I realize it seems like I am nitpicking here. Capital j Media obviously have some talented people on staff and I really wish I could give this resounding praise. But the pacing issue is enough to blow a hole in its hull. What could be an exciting, nail biting strategy game becomes a slog for me. With that said, if you are more patient and/or less caffeinated than I, you will find some quality fun here.
There was a moment where both I and my adversary each had a ship squared off in a corner of the map. We ships were both broad side to each other with one deck cannon each trained on the other. He managed to get the drop on me but his shot juuuust fell short, splashing in the drink. With the information this ranging shot gave him, I knew he would sink my ship on his next turn with this particular ship. I didn’t have a chance to fire a ranging shot. I either get it right once or lose my cruiser.
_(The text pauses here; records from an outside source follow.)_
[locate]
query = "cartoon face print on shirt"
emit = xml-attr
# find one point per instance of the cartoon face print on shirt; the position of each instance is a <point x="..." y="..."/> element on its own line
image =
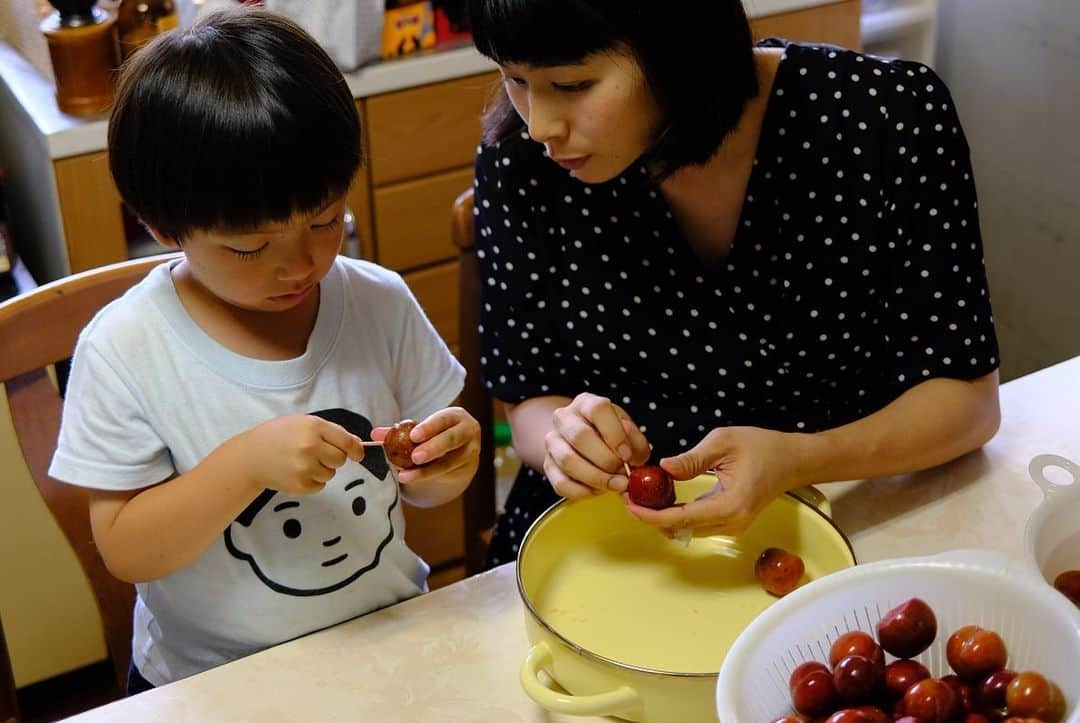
<point x="316" y="544"/>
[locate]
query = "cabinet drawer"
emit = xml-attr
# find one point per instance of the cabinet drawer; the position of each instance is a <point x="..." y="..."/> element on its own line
<point x="413" y="219"/>
<point x="426" y="130"/>
<point x="436" y="533"/>
<point x="436" y="290"/>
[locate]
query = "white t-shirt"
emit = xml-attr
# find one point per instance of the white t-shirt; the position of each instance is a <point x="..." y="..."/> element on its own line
<point x="151" y="395"/>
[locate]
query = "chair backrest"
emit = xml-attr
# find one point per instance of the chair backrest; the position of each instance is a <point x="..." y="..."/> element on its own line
<point x="480" y="496"/>
<point x="40" y="329"/>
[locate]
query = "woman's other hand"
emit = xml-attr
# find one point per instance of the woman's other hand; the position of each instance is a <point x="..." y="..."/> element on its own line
<point x="591" y="441"/>
<point x="752" y="465"/>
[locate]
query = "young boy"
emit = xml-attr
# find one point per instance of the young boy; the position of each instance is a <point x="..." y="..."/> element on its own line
<point x="216" y="410"/>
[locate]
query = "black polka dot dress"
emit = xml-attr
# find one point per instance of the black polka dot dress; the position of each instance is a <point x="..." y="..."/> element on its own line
<point x="855" y="273"/>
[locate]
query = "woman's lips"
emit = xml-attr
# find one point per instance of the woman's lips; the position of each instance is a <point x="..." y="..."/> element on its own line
<point x="571" y="163"/>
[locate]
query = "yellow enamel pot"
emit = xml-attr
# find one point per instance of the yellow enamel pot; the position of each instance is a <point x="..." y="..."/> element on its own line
<point x="623" y="621"/>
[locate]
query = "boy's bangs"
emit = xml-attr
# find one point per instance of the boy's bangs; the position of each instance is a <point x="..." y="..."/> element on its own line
<point x="244" y="174"/>
<point x="540" y="32"/>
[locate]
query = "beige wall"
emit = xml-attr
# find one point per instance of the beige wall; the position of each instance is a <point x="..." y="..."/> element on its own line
<point x="1012" y="68"/>
<point x="18" y="27"/>
<point x="49" y="614"/>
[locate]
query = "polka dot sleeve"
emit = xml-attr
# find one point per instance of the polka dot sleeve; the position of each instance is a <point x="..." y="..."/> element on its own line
<point x="939" y="307"/>
<point x="520" y="351"/>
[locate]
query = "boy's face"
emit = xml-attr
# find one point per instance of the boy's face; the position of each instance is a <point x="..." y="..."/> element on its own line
<point x="272" y="268"/>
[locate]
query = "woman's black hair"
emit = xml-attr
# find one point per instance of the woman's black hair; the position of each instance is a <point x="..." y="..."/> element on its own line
<point x="238" y="121"/>
<point x="697" y="57"/>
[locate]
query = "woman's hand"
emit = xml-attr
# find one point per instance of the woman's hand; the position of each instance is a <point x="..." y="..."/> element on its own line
<point x="753" y="466"/>
<point x="447" y="451"/>
<point x="586" y="449"/>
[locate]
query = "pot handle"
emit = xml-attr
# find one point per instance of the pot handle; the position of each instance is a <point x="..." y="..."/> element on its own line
<point x="602" y="704"/>
<point x="1039" y="465"/>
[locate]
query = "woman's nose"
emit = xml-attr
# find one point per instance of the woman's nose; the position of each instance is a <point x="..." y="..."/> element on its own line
<point x="544" y="123"/>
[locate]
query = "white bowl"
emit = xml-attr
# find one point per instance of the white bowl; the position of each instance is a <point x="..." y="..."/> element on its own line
<point x="1052" y="536"/>
<point x="1040" y="627"/>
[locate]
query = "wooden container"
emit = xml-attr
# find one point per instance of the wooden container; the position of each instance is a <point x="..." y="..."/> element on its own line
<point x="84" y="61"/>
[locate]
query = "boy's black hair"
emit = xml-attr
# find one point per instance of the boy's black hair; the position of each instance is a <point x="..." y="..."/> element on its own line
<point x="698" y="59"/>
<point x="238" y="121"/>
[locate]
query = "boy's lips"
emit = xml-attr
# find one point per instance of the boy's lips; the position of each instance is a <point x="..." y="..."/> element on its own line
<point x="292" y="296"/>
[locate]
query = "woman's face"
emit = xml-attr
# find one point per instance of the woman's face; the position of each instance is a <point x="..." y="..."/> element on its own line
<point x="594" y="118"/>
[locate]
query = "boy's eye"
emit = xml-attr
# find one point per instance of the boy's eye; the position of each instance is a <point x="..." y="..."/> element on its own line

I aimed the shot, entered the force, and stopped considering. After tinkering, I closed my eyes and clicked fire. The shell sailed over the ocean, ready to land where it may. It was small, but the lives of the many brave ones and zeros aboard the cruiser depended on a direct strike. Finally, after what seemed like forever, it hit. The enemy was sunk! The sailors from my fallen foes ship fell overboard and struggled to stay afloat! The ones used the zeros as life preservers! I may have hallucinated everything after the shot landed!
Anyhow, moments like these are great and there is quite a bit of value and hard work poured into Battle Fleet 2. It is simply hamstrung by one poor design flaw. It is…sploosh pie. Tasty if you can deal with it. Otherwise, there are better options out there.